Selection bias: a bias that occurs when the subjects included in a study are not representative of the population intended to be analysed, leading to incorrect conclusions.
Synthetic control method: a method for estimating causal effects by comparing treated units to a weighted combination of untreated units that best approximates the characteristics of the treated units.
Effects and Estimates#
Average treatment effect: the difference in the average outcomes between the treatment group and the control group. It measures the overall impact of the treatment on the population.
Causal effect: the change in an outcome directly attributable to a change in a treatment or exposure.
Conditional average treatment effect: the average treatment effect for a specific subset of the population, defined by certain characteristics or conditions. It provides a more granular understanding of how the treatment effect varies across different groups within the population.
Confounding bias: a bias that occurs when the treatment effect is mixed with the effect of a confounder, leading to an incorrect estimation of the causal effect.
Endogeneity: a situation in which an explanatory variable is correlated with the error term in a regression model, leading to biased and inconsistent parameter estimates.

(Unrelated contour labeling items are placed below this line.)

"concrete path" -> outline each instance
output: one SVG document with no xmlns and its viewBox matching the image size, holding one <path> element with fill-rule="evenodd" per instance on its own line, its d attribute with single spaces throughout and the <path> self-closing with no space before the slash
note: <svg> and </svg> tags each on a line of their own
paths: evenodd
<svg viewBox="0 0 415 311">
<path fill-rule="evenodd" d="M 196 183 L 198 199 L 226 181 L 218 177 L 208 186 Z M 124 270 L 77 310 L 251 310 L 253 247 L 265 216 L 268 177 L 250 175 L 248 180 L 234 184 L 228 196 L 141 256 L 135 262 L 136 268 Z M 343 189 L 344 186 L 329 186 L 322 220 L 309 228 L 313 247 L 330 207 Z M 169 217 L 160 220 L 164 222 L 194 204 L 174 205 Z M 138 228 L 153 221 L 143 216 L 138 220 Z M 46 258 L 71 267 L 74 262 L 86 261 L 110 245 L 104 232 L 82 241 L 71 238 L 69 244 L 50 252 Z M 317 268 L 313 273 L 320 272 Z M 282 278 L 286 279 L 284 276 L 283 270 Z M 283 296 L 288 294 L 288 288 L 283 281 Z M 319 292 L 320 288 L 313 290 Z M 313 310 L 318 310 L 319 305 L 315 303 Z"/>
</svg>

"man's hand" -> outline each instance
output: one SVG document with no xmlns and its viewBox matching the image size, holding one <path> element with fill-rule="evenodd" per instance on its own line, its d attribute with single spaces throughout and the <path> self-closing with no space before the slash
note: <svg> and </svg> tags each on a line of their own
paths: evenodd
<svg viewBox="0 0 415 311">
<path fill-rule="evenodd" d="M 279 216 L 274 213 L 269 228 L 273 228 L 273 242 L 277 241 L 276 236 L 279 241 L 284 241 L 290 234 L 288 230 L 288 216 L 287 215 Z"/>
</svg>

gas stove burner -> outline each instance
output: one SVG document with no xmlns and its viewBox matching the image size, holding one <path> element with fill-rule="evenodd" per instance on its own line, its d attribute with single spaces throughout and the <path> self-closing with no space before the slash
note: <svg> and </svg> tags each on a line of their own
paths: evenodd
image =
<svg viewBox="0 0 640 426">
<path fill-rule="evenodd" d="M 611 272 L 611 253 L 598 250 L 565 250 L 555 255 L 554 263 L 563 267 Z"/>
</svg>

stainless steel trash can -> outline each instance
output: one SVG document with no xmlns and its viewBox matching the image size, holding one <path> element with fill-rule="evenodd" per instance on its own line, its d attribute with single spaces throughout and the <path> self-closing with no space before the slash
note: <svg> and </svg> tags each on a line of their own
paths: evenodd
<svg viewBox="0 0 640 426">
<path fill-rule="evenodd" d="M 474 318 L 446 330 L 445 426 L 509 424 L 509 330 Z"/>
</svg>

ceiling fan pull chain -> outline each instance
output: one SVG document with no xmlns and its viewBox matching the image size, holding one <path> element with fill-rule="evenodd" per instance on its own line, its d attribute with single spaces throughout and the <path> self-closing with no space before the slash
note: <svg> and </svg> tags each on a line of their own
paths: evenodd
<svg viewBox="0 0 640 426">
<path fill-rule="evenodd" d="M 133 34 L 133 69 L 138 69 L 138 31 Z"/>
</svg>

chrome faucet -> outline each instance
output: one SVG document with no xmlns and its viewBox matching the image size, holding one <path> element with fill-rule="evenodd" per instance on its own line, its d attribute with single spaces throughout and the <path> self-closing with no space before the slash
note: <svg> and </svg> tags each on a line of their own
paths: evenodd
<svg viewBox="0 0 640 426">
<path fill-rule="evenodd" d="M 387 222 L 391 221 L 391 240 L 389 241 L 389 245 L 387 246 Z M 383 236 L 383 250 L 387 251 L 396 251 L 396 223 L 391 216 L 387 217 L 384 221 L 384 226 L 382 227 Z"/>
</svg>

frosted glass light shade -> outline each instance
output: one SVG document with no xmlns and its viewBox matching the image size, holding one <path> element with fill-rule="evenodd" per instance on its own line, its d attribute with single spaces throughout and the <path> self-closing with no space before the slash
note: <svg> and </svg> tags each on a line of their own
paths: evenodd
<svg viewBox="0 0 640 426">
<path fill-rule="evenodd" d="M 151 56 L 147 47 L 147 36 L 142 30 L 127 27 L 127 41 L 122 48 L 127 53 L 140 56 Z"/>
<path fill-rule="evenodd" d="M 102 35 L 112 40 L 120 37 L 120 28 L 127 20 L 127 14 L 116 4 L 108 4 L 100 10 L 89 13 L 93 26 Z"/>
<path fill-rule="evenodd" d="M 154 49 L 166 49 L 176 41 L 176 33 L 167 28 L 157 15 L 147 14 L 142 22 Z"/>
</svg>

Exogeneity: a condition where an explanatory variable is not correlated with the error term, ensuring unbiased and consistent parameter estimates.
External validity: the extent to which the results of a study can be generalised to other settings, populations, or time periods.
Heterogeneity: the variation in treatment effects across different subgroups or individuals within a population.
Hidden common causes: variables that are not observed but influence multiple observed variables, leading to dependent error terms. Addressing hidden common causes is crucial for accurate causal inference.
Internal validity: the extent to which the observed effects in a study are due to the treatment and not to other factors.
Propensity score: the probability of a unit being assigned to the treatment group given a set of observed covariates. Used to reduce bias in the estimation of treatment effects in observational studies.
Robustness check: methods used to test the stability of the estimated effects under different model specifications or assumptions.
Sensitivity analysis: a technique used to determine how the results of a study or model change when the assumptions or parameters are varied.
Spillover effect: an effect where the treatment of one group or individual influences the outcomes of another group or individual, potentially biasing the estimated treatment effect.
SUTVA: the stable unit treatment value assumption (SUTVA) is a fundamental assumption in causal inference and experimental design. It asserts that:
The treatment assigned to one unit does not affect the outcomes of other units.
Each unit’s outcome depends only on its own treatment, not on the treatments assigned to other units.
There are no different versions of the treatment.
The treatment is applied uniformly across all treated units.